Galicia y Euskadi votarán moderación

Manuel Fernando González Iglesias
Manuel Fernando González Iglesias

Las distintas encuestas que han aparecido en las últimas horas en el muy distorsionado mundo de las audiencias indican que, ni Galicia ni Euskadi, están por labor de ofrecernos sobresaltos el ya cada vez más próximo 12 de Julio. Eso es lo más probable. A medida que se acerque el momento habrá un aluvión de nuevos datos, muchos elaborados con la malsana intención de confundir a los votantes, que nos acerquen en la verdad última, pero por ello no exacta, de saber quién gana y quien pierde. Ni siquiera los datos recogidos a pie de urna pueden, muchas veces acertar en el diagnóstico, pero si, en cambio el sentido común, que es algo que no todo el mundo sabe utilizar para esta clase de cosas.



Urkullofeijoo




Con esa premisa por delante, lo que más se parece en estos momentos a lo que puede llegar a pasar, es que el actual presidente Núñez Feijoo va a ganar uno de los comicios más difíciles que se disputan en la España constitucional, por aquello de que todos votan contra un solo candidato, desde que Fraga decidió volver a su tierra en el ya histórico 1990 y necesitó siempre, para mantenerse, de la mayoría absoluta de los votos de los gallegos. Esta vez, entre socialistas, Bloque y las muy diversas Mareas, que antes de que apareciera el Coronavirus ya se frotaban las manos con su “esta vez sí”, tampoco, según esas encuestas que les cito, van a conseguir que el muy moderado candidato popular consiga sentarse de nuevo en el Pazo de Raxoi, cuando ya nadie daba un duro por su continuidad. Si no ocurre un milagro y San Andrés de Teixido ayuda a las huestes de Sánchez y Abel Caballero, el que debía suceder a Rajoy en Madrid les volverá a ganar su cuarta cita electoral por la muy humillante mayoría absoluta, mientras sus adversarios se dividen y ya dan la sensación de que, ni entienden a Galicia, ni, lo que es peor, las gallegas y los gallegos siguen sin entender la política que practican.

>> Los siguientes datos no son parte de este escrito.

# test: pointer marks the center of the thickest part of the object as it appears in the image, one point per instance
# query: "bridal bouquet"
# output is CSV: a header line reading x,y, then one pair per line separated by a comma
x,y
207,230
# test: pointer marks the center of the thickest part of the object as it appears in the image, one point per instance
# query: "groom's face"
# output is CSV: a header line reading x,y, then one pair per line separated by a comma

En Euskadi, va a pasar lo mismo. Bildu se queda donde está, Podemos baja a parámetros más lógicos y los socialistas mantendrán su confortable conllevancia con los nacionalistas del PNV, si no cometen la locura de hacerle caso al inestable Pablo Iglesias y se pierden en negociaciones contra natura que solo llevan a la inestabilidad del clima social, no solo en el País Vasco, sino, sobre todo a la ingobernabilidad en el conjunto del Estado. Debe ganar Urkullu, los populares apenas notarán  el efecto Iturgaiz, y todos contentos y a trabajar en los próximos cuatro años. Es lo que hay y por lo que dirá la gente, es lo mejor para todos.

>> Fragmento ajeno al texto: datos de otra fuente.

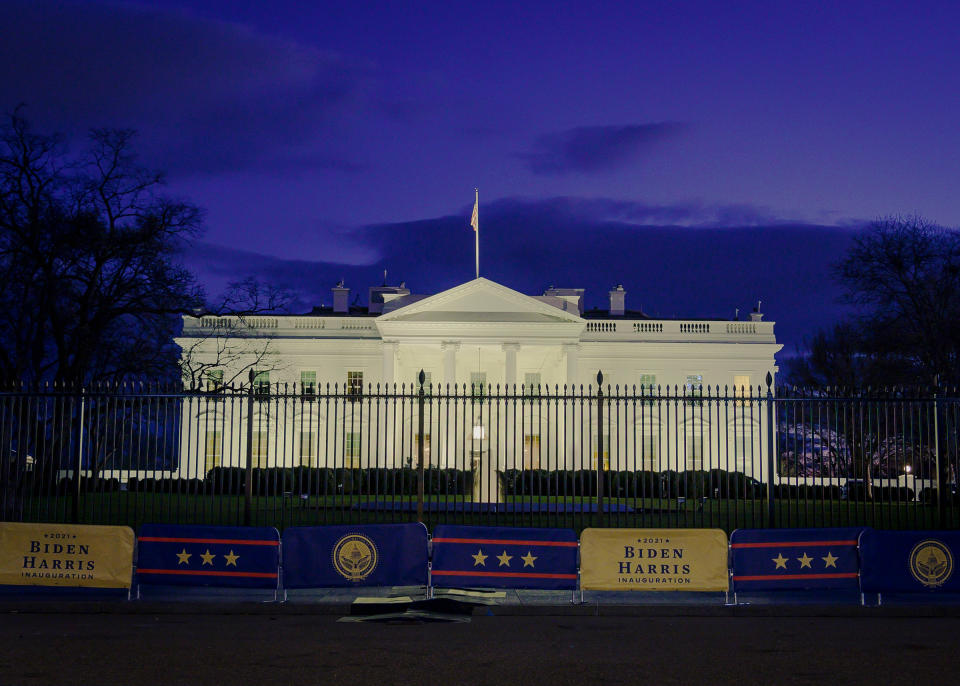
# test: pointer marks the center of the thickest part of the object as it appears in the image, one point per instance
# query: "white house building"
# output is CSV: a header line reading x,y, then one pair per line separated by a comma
x,y
536,359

Núñez Feijóo y Urkullu, con ideologías muy diferentes y hasta contrapuestas, trasmiten una sensación de moderación y estabilidad, que gallegos y vascos saben valorar, y que, desgraciadamente para sus rivales, se traduce en votos y gobiernos estables, que ni siquiera los dos grandes partidos españoles y mucho menos los hilarantes poemitas, son capaces de comprender, por muchos batacazos electorales que reciban. Los suyo exige un análisis muy profundo y muy serio, que los interesados no están dispuestos a hacer, ni ahora, ni nunca. La moderación no está en su hoja de ruta y saber pactar con  el oponente, exige, sentidiño, palabra muy querida por el que también fue presidente de la Xunta Xerardo Fernandez Albor, que por el momento no entra en el Manual de estilo político de los probables perdedores. Ellos sabrán.Tiene bemoles y seguramente mucho más sostenidos, que lo que Madrid y España entera le niegan al orgulloso Sánchez, Galicia y Euskadi se lo sigan otorgando a los Presidentes de las dos históricas naciones sin estado: la ansiada mayoría para gobernar sin sobresaltos. ¿Por qué será?.